Writing between 1997 and 2002 about emerging or recently established artists, Francesco Bonami imagined an ironic dialogue between these “children” and their “perfect parents,” namely the protagonists of Arte Povera and the Transavanguardia, who had dominated the Italian and international art scene in previous decades. This fictional exchange unfolded under the sign of a telling rhetorical question: “Mom, who was Aldo Moro?”
The 1970s had been marked by overt—and at times overbearing—artistic militancy; the following decade, by contrast, seemed to avoid overly intense political and social battles, favoring a retreat toward less committed positions, in some cases accused of revisionism. From these premises, through unsystematic and often individual paths, the generation of artists of the 1990s took shape, caught between the burden of these unfulfilled “inheritances” and a flow of events of considerable historical and political significance: the fall of the Berlin Wall and the dissolution of the former Soviet Union; Italy’s transition from the First to the Second Republic, with its many associated scandals; international conflicts and migration flows—events that unfolded throughout the decade within an increasingly “connected,” globalized, and thus stratified world; the G8 summit in Genoa and the attacks on the Twin Towers in New York, irreparable and violent “breaking points” of the then-new millennium, witnessed in real time through images rapidly disseminated by the media.

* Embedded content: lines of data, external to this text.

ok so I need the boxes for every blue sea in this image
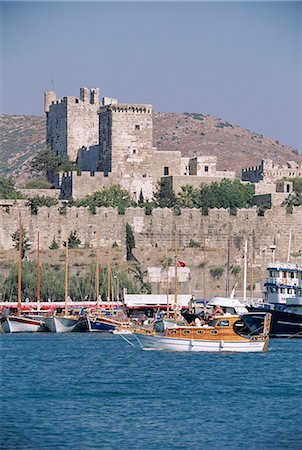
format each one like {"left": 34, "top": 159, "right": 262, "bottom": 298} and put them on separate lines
{"left": 0, "top": 334, "right": 301, "bottom": 450}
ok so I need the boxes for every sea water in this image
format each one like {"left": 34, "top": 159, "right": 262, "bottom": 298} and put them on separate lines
{"left": 0, "top": 334, "right": 301, "bottom": 450}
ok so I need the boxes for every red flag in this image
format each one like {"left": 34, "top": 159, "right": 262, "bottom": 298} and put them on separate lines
{"left": 177, "top": 260, "right": 186, "bottom": 267}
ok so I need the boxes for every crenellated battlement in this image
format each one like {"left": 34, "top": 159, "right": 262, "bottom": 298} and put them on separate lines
{"left": 100, "top": 104, "right": 152, "bottom": 114}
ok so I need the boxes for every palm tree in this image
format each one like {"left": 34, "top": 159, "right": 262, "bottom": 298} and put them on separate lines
{"left": 178, "top": 184, "right": 195, "bottom": 208}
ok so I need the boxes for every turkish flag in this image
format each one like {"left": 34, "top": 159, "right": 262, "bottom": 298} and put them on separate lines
{"left": 177, "top": 261, "right": 186, "bottom": 267}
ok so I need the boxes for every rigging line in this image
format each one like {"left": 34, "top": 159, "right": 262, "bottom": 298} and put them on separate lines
{"left": 118, "top": 333, "right": 137, "bottom": 347}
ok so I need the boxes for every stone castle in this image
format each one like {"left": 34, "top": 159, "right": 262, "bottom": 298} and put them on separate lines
{"left": 44, "top": 87, "right": 235, "bottom": 200}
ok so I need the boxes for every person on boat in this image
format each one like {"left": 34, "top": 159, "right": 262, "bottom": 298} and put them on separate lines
{"left": 209, "top": 305, "right": 224, "bottom": 319}
{"left": 194, "top": 314, "right": 205, "bottom": 327}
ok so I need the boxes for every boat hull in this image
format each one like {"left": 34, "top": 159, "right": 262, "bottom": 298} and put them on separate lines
{"left": 248, "top": 307, "right": 302, "bottom": 338}
{"left": 133, "top": 333, "right": 267, "bottom": 352}
{"left": 43, "top": 316, "right": 85, "bottom": 333}
{"left": 88, "top": 318, "right": 116, "bottom": 332}
{"left": 1, "top": 316, "right": 41, "bottom": 333}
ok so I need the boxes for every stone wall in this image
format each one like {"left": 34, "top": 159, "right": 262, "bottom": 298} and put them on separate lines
{"left": 19, "top": 189, "right": 61, "bottom": 199}
{"left": 1, "top": 204, "right": 301, "bottom": 296}
{"left": 1, "top": 203, "right": 301, "bottom": 256}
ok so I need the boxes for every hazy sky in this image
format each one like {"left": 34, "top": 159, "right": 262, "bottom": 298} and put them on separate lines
{"left": 1, "top": 1, "right": 301, "bottom": 150}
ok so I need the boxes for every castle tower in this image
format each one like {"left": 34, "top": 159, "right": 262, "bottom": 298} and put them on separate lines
{"left": 45, "top": 87, "right": 100, "bottom": 161}
{"left": 98, "top": 103, "right": 155, "bottom": 199}
{"left": 98, "top": 103, "right": 153, "bottom": 175}
{"left": 44, "top": 91, "right": 56, "bottom": 113}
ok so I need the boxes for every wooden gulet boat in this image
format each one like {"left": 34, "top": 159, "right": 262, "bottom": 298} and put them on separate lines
{"left": 133, "top": 313, "right": 272, "bottom": 352}
{"left": 87, "top": 236, "right": 132, "bottom": 333}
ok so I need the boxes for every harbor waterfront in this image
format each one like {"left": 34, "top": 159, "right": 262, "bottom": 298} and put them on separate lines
{"left": 1, "top": 333, "right": 301, "bottom": 450}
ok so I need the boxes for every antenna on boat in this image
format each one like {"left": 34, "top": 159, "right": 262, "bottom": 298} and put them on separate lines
{"left": 243, "top": 239, "right": 248, "bottom": 303}
{"left": 165, "top": 249, "right": 170, "bottom": 319}
{"left": 65, "top": 225, "right": 69, "bottom": 316}
{"left": 37, "top": 231, "right": 41, "bottom": 311}
{"left": 17, "top": 214, "right": 22, "bottom": 317}
{"left": 95, "top": 229, "right": 100, "bottom": 312}
{"left": 230, "top": 283, "right": 238, "bottom": 299}
{"left": 287, "top": 229, "right": 292, "bottom": 263}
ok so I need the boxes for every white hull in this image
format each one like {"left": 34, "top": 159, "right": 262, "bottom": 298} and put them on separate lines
{"left": 134, "top": 333, "right": 266, "bottom": 352}
{"left": 43, "top": 316, "right": 79, "bottom": 333}
{"left": 1, "top": 316, "right": 41, "bottom": 333}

Pivotal events and the speed of information—between spectacle and instrumentalization; new media and technologies; the restless geographic expansion of the art world; attention to “margins” and peripheries—are just some of the themes that emerge when retracing the stages and intersections of the relationship between art and politics during this decade. Through ironic strategies and the resurfacing of past symbols to be “dissected,” through documentation and interrogation of the present, reflections and new dissident impulses, this lecture will attempt to map out works and exhibitions, debates and significant contributions, in order to bring renewed attention to the dialectics of this relationship—a complex and, in some ways, elusive one, whose tensions remain alive and unresolved today.